Estudos de vários países convergem ao indicar que motoristas sem carteira de motorista apresentam risco substancialmente maior de acidentes. Um estudo caso-controle com dados de acidentes na Espanha, por exemplo, constatou que condutores que nunca haviam obtido carteira, assim como aqueles que dirigiam com a licença suspensa, tinham probabilidade muito maior de serem considerados culpados pelos acidentes do que motoristas devidamente habilitados. O risco aumentado permaneceu significativo mesmo após o ajuste para características do condutor, tipo de veículo e condições da via.
Países em desenvolvimento enfrentam desafios ainda maiores em relação à direção sem habilitação. Por exemplo, no setor de motocicletas e riquixás motorizados na China, é comum a presença de operadores não habilitados. Uma análise recente verificou que motociclistas sem carteira de motorista envolvidos em acidentes tinham probabilidade muito maior de sofrer lesões graves ou fatais do que condutores habilitados.
Do ponto de vista de segurança pública, portanto, é relevante considerar que a medida trará para a formalidade muitos condutores que antes dirigiam sem licença. Embora tais indivíduos não passem por todo o curso tradicional, ao menos serão submetidos às avaliações oficiais e registrados no Renach (Registro Nacional de Condutores). Isso pode melhorar a segurança indiretamente, pois um motorista habilitado tende a conhecer melhor a legislação (mesmo que tenha estudado por conta própria) do que um totalmente não treinado e ilegal. Além disso, condutores formalizados podem ser alcançados por políticas públicas de educação e fiscalização (campanhas, pontuação na CNH, penalidades), coisa que não ocorria com os “invisíveis” sem carteira.
Exemplos de vários países ilustram as aplicações práticas e os resultados desses métodos de treinamento. Na Suécia, abaixar a idade mínima para aprendizado acompanhado enquanto mantém a idade de condução solo ajudou a aumentar o total de horas de prática, resultando em taxas significativamente menores de acidentes entre novos motoristas. O caso da França também destaca os desafios na implementação, mostrando que a condução acompanhada não se traduz automaticamente em uma condução mais segura pós-licenciamento, potencialmente devido à prática insuficiente ou supervisão ineficaz.

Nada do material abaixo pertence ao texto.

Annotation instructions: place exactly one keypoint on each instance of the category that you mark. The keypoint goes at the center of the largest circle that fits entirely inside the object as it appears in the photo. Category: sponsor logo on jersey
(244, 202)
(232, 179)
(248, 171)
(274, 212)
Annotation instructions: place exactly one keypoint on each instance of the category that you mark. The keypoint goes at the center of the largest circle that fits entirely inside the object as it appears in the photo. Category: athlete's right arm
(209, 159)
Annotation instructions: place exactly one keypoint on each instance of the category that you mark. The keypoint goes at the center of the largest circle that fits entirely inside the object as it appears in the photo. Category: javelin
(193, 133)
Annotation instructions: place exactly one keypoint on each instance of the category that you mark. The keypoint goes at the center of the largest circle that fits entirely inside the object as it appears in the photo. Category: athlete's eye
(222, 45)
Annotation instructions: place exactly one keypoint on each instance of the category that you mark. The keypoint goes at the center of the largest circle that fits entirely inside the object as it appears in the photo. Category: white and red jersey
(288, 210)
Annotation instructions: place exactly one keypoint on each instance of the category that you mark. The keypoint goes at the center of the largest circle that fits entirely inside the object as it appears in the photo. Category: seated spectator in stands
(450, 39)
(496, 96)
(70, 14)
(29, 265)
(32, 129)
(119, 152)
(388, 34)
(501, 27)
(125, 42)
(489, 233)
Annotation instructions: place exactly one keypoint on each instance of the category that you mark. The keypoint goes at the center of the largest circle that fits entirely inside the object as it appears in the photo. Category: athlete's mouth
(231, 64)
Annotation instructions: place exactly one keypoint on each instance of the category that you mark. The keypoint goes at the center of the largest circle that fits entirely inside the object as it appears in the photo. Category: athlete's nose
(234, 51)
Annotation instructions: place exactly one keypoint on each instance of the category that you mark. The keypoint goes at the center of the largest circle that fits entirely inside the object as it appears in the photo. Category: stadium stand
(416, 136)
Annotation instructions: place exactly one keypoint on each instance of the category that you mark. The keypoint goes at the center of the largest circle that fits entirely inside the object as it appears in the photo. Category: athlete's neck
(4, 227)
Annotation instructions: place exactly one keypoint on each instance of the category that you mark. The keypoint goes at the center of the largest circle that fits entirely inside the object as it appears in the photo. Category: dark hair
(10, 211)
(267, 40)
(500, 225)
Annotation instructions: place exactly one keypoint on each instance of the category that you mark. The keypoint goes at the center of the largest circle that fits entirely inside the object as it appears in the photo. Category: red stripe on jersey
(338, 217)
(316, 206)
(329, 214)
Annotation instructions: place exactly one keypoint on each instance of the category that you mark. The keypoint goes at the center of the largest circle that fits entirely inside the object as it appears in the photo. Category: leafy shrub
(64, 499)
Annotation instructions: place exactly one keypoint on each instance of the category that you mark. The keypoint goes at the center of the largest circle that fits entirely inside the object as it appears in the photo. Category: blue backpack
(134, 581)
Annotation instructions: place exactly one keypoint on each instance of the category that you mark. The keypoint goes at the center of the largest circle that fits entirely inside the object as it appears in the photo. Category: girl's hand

Vários países adotaram programas de learning by doing sob supervisão (geralmente de pais ou mentores experientes) antes da habilitação plena. Estudos indicam que acumular entre 5.000 e 7.000 km dirigidos sob supervisão antes de obter a carteira pode reduzir drasticamente a incidência de acidentes graves entre os novos motoristas. Essa lógica embasou a implantação dos sistemas de habilitação gradativa (Graduated Driver Licensing, ou GDL) em diversos países, que estimulam longos períodos de prática supervisionada.
Em suma, do ponto de vista da segurança, quantidade e qualidade de prática real importam mais do que o formato (formal ou informal) do ensino. O modelo atual brasileiro, centrado em aulas padronizadas e número mínimo de horas, forma candidatos capazes de passar nos exames, mas muitos recém-habilitados ainda se sentem inseguros no trânsito real, pela escassa vivência prática. O novo modelo, ao valorizar a autonomia do aprendiz, poderá ser positivo se incentivar mais horas de direção efetiva sob supervisão (seja de instrutores autônomos ou de familiares habilitados).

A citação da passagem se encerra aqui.